Note: data structure - Chapter 4

Chapter IV string

4.1 string

  • A String is a finite sequence of zero or more characters

    For example: S = "Hello World!"; Double quotation marks (Java, C) are used in some places; Use single quotation marks where necessary (Python)

  • Substring - composed of any consecutive characters; Main string - a string containing substrings

    Empty string - no characters; Space string - the character is a space, and each space character occupies 1 B

    Character position in the main string: the sequence number of the character in the string; Position of substring in the main string: the sequence number of the first character of the substring in the string

    (Note: the serial number starts from 1, not 0)

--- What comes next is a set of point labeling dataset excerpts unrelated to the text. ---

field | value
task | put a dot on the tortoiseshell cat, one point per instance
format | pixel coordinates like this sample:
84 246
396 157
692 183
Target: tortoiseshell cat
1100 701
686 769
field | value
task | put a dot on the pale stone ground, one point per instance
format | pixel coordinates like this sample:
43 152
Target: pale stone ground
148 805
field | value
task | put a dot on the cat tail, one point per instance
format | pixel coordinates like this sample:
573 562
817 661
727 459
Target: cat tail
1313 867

  • String VS linear table:

    String is a special linear table, and there is a linear relationship between data elements

    String data object: character set (such as Chinese characters, English characters, numeric characters, punctuation characters, etc.)

    Basic operation of string: usually take substring as the operation object, such as adding, deleting, modifying and querying; Index(S,T) - positioning operation; StrCompare (S,T) -- compare operation

  • String comparison: the string with larger symbol appears first is larger (ASCII code: lower case letter 97 > upper case letter 65); The long string prefix is the same as the short string, and the long string is larger

  • Expansion - garbled code problem: in the document, a set of coding rules was originally adopted; When the file is opened, the software thinks that another set of coding rules is adopted

4.1.2 string storage structure

*Sequential storage of strings

  • Static array implementation - fixed length sequential storage (the system will automatically recycle after the function is executed)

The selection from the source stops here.